Readers’ choice: Scott Berkman, Ellerbe

Critic’s choice: Judy Brickey, Montgomery Street Café, 2000 Montgomery St, FW

The staff at the Montgomery Street Café is experienced and efficient, friendly and witty, while at the same time being able to sling the hash from kitchen to table quickly, old-school style. Judy Brickey works the counter, and she is all of the above. She always has a smile and a “hon” for her customers and never lets a tea or water glass sit empty for long. We’ll call her “hon” right back.



Readers’ choice: Vance Martin, Cat City Grill

Critic’s choice: John Whitten Jr., Caro’s Mexican Restaurant

The “Puff Taco Daddy” himself has been pouring the stiffest margaritas in town for more than two decades now. It’s hard to call him a host, since he does a little of everything. But he’s always there to greet you at the door with a sarcastic grin and a booming laugh.
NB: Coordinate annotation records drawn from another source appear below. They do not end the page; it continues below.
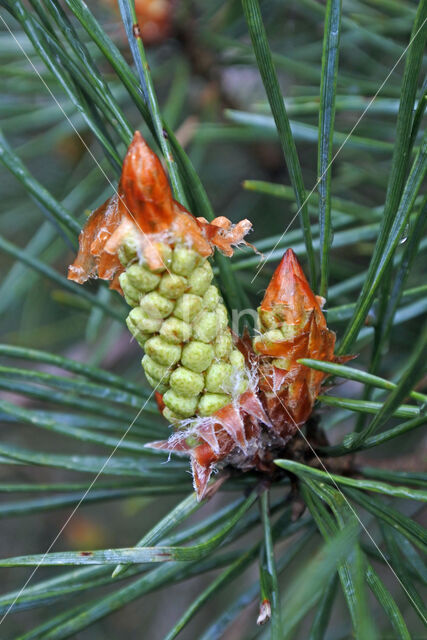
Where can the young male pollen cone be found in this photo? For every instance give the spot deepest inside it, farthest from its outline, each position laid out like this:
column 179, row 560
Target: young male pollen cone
column 229, row 404
column 292, row 326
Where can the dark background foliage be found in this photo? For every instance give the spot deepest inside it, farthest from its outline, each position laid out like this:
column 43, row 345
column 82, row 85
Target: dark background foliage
column 70, row 102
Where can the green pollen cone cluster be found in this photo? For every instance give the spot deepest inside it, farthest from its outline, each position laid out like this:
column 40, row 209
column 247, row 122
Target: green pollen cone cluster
column 179, row 318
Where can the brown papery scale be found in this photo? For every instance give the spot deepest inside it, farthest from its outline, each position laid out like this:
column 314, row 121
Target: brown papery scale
column 232, row 403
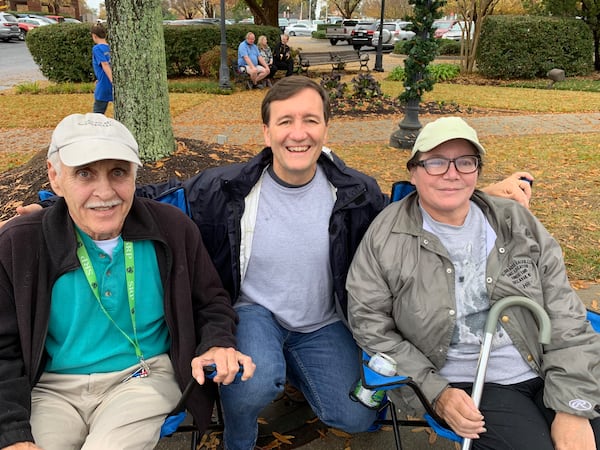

Readers’ choice: St. Emilion

Critic’s choice: Nonna Tata

Shortly after Nonna Tata opened in early 2006, the Weekly said this little gem was “destined to be epic.” That has turned out to be an understatement. Though owner/chef Donatella Trotti has mystified some people with her genuine Italian cuisine — what, no cream in the carbonara? — she has thrilled many more with her ever-changing menu of gorgeous antipasti, hearty soups, crisp salads, and made-from-scratch pastas. Nonna Tata takes only cash and doesn’t accept reservations, yet the half-dozen tables crowded into this teeny space are always full of very happy diners.


New Restaurant

Readers’ choice: Cat City Grill

Critic’s choice: Brownstone, 840 Currie St, FW

This lovely eatery in the West 7th development is both stunningly sophisticated and fresh from the farm. The soaring-ceilinged room is grounded with earth-toned fabrics and solid cabinetry; the superbly trained servers are professional and gracious. Chef Casey Thompson, of Top Chef fame, uses local, regional, and sustainable ingredients to infuse her innovative menu with Southern-home-style touches, from cherry-braised Kobe beef cheeks layered over spoonbread to ginger-peach cobbler with housemade buttermilk ice cream. In adding a dash of California style to Texas comfort foods, Brownstone offers the best of both worlds on one delicious plate.


Best in a Field of One

Critic’s choice: Spiral Diner

You’d think a vegan restaurant in a city nicknamed Cowtown would be a tough sell, but go to Spiral Diner for lunch, and you’ll find all the tables packed. Even the proudest carnivore is bound to (begrudgingly) find something to enjoy on the menu, and its I-Scream (vegan ice cream, of course) is legendary. Do your body good and cruise on down.